People don’t hire me to be a ‘yes’ manager. They hire me to analyze their business models and selling situations, find solutions, and then help them implement strategies for improvement and growth. Since this post discusses a popular business model today, this post will likely be unpopular with some. You may think the idea suggested can’t be done, but it can, and it has been done quite successfully. If we don’t look beyond our precepts and concepts of what will and won’t work, we will continue to function and lead as we always have, and this economy, thankfully, has proven that we can’t.
Whether you agree or disagree with my analysis, feel free to comment. I consider these posts as roundtables for discussion on the homebuilding industry, an opportunity for you to explore ideas with others, and I look forward to hearing from you.
The Trend of Selling with Incentives
The tendency in new home sales today is to entice buyers with discounts, incentives, specials, price reductions, etc. We can’t seem to sell anything without giving something away.
This is a losing battle. Not only have we trained buyers to expect (and demand) such “deals”, we have confirmed in the mind of the public that we are still desperate and will do whatever it takes to make a sale.
The best companies, the ones that come out at the end of this massive market correction intact and solvent, will give their sales people the skills and tools to make it ‘uncomfortable; for buyers to keep stalling by helping buyers see the benefits of buying their new home now.
But first, we must begin by pricing our homes at the price we are willing to accept, and stop offering a ‘fictitious’ price which we then reduce through the ‘giving’ of discounts and incentives. Offering incentives as a pricing strategy reduces both value in our homes and confidence in the market overall, and, unfortunately has resulted in our training the American homebuyer to believe that our price isn’t the ‘real’ price.
Do you remember when Saturn rolled out their business model of telling customers that the price on the sticker was a no-haggle bottom line price? This strategy spoke to a market that, considering the perception of car salesmen and the auto buying process in the day, found the concept revolutionary. Whether or not they loved the car, people loved the concept, and Saturn sold cars.
More than two decades ago, in a very challenging home selling market, I was on the builder’s sales floor and, when asked about prices, was confidently able to tell ‘our’ prospects that there was one thing that they could be certain of: that the next customer that bought was not going to get a better deal than them: the price listed on our price sheet was in fact the only price, and that the only direction those prices went was up. Periodically, prices would be raised by $500 to $1,000 across the board, and we were never, ever given advance notice of the price increase. This kept the pressure on the buyers that they had better buy TODAY as TODAY the price they received was the best price, and that tomorrow, or even by that very afternoon, we could receive a call from the office to raise prices immediately. This created a tension among the buyers. There was urgency, which today the lack of is the one of the two top selling concerns expressed to me by the sales team we train and coach.
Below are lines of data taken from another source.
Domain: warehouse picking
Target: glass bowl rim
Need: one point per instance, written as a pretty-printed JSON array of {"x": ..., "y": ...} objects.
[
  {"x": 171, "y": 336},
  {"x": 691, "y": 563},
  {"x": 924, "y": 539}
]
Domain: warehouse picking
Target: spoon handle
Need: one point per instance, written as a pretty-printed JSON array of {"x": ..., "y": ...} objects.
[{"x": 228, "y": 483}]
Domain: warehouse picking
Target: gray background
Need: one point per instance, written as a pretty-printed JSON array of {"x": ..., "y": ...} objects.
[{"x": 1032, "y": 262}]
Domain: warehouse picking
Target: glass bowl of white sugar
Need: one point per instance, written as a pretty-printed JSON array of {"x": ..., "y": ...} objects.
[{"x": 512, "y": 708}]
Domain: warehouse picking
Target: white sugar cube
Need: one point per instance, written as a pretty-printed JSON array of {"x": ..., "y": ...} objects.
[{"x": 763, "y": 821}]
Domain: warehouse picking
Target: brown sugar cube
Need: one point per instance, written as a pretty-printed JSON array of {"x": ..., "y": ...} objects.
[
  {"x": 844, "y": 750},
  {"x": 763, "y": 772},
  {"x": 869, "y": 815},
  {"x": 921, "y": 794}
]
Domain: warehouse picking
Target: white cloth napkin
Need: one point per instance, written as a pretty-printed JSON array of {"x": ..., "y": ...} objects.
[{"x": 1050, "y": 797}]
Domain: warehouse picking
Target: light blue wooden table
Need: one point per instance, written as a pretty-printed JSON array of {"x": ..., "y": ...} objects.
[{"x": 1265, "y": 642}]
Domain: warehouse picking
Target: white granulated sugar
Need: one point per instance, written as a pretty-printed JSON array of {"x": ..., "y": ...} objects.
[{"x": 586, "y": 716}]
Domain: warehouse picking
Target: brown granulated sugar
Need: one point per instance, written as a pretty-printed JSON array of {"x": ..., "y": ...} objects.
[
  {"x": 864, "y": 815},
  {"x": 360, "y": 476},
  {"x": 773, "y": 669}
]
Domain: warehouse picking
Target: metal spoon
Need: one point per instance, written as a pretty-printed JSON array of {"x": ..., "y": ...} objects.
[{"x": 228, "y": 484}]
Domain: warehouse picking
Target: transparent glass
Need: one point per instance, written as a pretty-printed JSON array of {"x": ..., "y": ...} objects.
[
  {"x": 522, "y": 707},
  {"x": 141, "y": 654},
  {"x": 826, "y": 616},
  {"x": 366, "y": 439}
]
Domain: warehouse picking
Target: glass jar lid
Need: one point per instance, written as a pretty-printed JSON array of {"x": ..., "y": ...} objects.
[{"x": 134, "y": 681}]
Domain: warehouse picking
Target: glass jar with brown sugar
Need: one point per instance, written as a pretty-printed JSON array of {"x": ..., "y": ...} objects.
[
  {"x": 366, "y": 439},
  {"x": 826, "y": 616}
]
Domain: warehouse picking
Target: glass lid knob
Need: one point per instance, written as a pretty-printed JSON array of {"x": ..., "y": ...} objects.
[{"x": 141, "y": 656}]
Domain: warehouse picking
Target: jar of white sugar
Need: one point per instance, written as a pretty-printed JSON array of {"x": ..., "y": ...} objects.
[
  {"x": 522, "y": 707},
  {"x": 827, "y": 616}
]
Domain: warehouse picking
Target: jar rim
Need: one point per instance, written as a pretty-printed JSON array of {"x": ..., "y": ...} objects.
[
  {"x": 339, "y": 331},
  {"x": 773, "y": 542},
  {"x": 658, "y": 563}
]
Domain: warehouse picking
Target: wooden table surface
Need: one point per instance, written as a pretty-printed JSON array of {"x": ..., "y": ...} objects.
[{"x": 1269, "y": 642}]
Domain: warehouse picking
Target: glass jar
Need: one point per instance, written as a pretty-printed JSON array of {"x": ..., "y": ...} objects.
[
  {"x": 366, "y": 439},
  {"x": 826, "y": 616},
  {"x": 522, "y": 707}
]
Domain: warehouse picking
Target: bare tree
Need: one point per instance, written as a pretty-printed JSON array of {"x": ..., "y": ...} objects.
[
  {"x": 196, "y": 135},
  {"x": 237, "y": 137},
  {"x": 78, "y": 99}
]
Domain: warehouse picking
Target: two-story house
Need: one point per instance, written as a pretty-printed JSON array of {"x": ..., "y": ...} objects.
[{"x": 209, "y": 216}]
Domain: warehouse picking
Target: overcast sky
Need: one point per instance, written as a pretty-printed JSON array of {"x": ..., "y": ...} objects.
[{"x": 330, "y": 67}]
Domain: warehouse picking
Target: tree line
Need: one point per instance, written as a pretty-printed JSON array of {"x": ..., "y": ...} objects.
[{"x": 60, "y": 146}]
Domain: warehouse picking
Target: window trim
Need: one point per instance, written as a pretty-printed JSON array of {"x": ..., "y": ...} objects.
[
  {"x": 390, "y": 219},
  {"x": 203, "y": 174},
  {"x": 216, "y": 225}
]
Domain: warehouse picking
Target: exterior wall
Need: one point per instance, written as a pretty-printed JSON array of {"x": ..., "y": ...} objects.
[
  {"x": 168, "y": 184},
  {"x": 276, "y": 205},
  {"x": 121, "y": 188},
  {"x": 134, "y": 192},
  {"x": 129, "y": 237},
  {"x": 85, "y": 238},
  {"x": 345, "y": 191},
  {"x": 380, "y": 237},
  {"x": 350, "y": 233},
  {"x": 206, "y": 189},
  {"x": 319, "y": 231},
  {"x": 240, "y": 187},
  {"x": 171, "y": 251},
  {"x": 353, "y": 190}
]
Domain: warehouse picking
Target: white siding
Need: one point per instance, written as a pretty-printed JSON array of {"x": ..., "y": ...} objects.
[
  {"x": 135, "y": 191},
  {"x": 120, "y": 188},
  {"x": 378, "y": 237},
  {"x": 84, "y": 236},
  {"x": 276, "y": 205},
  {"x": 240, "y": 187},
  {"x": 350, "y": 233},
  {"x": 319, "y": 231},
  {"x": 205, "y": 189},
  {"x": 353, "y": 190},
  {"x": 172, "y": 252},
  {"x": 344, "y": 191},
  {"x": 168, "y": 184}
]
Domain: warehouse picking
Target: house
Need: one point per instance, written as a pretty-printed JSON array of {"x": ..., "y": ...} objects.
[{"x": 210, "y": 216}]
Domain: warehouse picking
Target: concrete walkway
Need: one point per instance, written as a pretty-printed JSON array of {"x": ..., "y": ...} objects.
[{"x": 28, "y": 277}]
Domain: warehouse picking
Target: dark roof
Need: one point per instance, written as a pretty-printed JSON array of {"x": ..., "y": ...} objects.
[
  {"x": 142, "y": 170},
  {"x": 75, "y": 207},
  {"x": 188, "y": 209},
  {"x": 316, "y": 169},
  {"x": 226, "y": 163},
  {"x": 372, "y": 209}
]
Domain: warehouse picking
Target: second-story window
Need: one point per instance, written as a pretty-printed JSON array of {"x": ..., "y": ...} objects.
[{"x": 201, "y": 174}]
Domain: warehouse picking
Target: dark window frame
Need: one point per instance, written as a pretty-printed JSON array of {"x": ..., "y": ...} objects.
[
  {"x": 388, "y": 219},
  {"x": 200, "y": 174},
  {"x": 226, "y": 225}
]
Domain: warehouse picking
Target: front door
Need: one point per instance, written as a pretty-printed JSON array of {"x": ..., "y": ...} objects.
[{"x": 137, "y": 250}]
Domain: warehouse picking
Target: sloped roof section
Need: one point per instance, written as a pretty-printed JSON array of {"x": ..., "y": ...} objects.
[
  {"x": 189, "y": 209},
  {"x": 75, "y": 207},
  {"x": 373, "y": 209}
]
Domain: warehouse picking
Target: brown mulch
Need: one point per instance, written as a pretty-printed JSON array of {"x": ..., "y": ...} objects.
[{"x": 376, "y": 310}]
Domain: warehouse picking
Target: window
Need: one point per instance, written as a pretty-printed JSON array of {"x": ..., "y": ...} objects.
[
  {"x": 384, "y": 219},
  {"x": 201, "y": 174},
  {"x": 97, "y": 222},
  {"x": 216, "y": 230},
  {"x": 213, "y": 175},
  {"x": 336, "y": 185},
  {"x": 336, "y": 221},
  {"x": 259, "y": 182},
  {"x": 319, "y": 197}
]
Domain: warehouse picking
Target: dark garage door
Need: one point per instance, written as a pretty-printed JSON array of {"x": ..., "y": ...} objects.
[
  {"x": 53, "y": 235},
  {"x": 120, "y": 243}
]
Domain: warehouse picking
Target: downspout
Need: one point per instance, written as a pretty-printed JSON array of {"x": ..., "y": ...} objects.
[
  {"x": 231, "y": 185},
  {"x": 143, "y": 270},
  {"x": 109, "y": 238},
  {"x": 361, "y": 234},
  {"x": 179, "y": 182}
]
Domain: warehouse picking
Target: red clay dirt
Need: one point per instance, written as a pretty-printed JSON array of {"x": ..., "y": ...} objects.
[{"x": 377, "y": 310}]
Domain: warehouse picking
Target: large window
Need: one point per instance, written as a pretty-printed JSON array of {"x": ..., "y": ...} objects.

We generated momentum, urgency and excitement by calling our sale around to take that home site off the market with the prospect sitting in front of us. Occasionally we had customers furious with us that we had taken prices up and they couldn’t buy at the old price. How did we handle it? By reminding them that we had advised them before they left that if prices went up before they made their decision, they would have to acquire the home at the new price.
Wouldn’t it be novel of you, the builder, to adopt a no-haggle pricing strategy? Imagine if you set your profit margins to something you could live with, then marked your homes to those prices accordingly, drew the line in the sand, and defended your position.
You might have to retrain your sales team, but you will definitely be retraining your local market that when it comes to buying a home from your company, they could trust the price. And isn’t that one of the greatest fears buyer’s have and one of the two top reasons for delaying the buying decision?
You would, in effect, empower your buyers with the confidence and peace of mind to know that no matter when they buy, at the time they approve your Builder’s Agreement they would know that they did indeed get the best price. That simple answer on the price being the price satisfied the majority of our prospects. They simply wanted to know what the ‘real’ price was, and they wanted to know that someone else wasn’t going to get a better than them.
We don’t need to continue to perpetuate our misery within the industry. Sure things are tough. Haven’t they always been? Have we forgotten what it was like before the real estate boom? Let’s forget about the ‘glory days’ when we couldn’t build ‘em fast enough and had to keep raising prices to slow sales down. Let’s settle down and move forward by getting back to work and refocussing on how we need to change ourselves and our business models. If you can’t change the situation, you can only change you and your business model.
Let’s set our home prices based on what we will accept and breathe life back into our industry. When value and priced are balanced in the mind of the buyer, a sale will occur.